Example: Proline - QC-at-Davis/ALALI GitHub Wiki

Now, let's go over a real example: the amino acid Proline!

ALALI can be easily imported with:

import ALALI

From there, a molecule instance can be created. We'll need the SMILES string for proline, which can be found easily on PubChem.

# proline smiles is C1CC(NC1)C(=O)O
proline = ALALI.molecule("C1CC(NC1)C(=O)O", "smi")

For more information on molecule parameters, including how to remove hydrogens, simply enter

help(ALALI.molecule)

By default, hydrogens will be added to the molecule, a 3D conformation will be generated, and the class will automatically generate everything that we need to continue, including a pytket circuit, networkx graph, and RDKit molecule. These can be accessed as molecule attributes, as seen below.

All three representations rely on an atom index number. Each atom is indexed with an integer.

  • See RDKit documentation for working with RDKit molecules.
  • See networkx documentation for working with the networkx graph (Nodes are labelled with the atom index, and have the attribute 'symbol' to store the element type.

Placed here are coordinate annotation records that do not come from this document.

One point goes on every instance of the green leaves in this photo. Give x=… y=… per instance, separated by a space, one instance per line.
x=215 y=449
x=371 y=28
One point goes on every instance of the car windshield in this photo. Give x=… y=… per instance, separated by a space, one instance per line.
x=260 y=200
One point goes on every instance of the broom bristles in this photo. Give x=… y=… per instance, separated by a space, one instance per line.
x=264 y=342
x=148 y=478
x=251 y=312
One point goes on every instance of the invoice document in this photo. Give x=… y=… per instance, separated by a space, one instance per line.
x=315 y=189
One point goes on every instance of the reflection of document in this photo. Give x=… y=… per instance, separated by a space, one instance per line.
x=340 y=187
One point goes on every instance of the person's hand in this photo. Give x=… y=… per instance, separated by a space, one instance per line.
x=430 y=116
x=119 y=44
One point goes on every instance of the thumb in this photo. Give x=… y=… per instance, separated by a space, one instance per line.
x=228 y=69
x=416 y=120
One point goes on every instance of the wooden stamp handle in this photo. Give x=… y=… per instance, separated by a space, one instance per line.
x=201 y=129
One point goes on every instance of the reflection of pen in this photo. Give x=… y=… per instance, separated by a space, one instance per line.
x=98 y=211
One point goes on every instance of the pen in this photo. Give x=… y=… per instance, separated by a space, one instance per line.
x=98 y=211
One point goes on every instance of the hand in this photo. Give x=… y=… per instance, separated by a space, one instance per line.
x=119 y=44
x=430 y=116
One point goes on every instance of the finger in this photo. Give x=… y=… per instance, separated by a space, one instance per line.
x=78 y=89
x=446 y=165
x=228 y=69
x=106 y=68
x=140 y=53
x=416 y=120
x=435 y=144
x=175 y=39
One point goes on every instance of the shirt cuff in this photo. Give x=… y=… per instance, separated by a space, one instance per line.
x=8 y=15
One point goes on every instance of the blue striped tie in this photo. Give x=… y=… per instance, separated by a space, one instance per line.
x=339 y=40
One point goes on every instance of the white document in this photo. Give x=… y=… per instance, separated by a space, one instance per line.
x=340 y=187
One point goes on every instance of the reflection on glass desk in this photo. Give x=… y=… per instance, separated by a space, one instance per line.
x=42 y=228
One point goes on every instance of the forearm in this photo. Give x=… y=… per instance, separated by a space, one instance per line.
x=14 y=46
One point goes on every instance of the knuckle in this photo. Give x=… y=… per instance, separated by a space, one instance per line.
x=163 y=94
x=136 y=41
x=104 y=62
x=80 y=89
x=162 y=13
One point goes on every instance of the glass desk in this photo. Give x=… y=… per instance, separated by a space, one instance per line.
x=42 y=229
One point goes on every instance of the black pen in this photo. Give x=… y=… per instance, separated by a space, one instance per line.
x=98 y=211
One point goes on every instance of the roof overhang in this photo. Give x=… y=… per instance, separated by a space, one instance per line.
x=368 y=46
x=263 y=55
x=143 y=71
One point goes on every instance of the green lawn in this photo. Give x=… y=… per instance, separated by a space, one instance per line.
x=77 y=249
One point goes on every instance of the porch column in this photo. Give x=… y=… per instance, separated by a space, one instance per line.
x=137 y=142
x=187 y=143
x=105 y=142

Edges have the attribute 'type' to store the number of bonds)
  • See pytket documentation for working with the Pytket circuit objects (Pytket.circuit.Circuit)
pytket_circuit = proline.circuit
networkx_graph = proline.graph
rdkit_molecule = proline.mol

Now, we can output a .mol file (RDKit molecule), .graphml file (Networkx graph), and .txt file (Pytket circuit commands)

proline.output("proline")

These files will be saved to the working directory as proline.txt, proline.graphml, and proline.txt

Now, one might be interested in routing the Pytket circuit to an architecture. A list of available architectures is available here:

help(ALALI.ibm)

Our existing circuit can now be routed to the IBM tokyo 20-qubit machine with a simple command:

routed_circuit = ALALI.route_circuit(proline.circuit, ALALI.ibm.ibmq_20_tokyo)

Let's say that we don't want any BRIDGE or SWAP gates in our circuit. This could be useful because IBMQ doesn't support BRIDGE gates. We can do this with:

decomposed_circuit = ALALI.decompose_circuit(routed_circuit, 1)
# For the second parameter, using 1 will result in no BRIDGE gates and 2 will result in a fully decomposed circuit (including any SWAPs that can be decomposed)

Now we can have an IBMQ compatible circuit with the command:

ibm_circuit = ALALI.circuit_to_ibm(decomposed_circuit)
print(ibm_circuit) #Print the circuit

That's it! For more documentation, please use the help() function. More documentation is on the way. Of course, you now have access to RDKit/Networkx/Pytket molecule representations, so you can do whatever you want with those.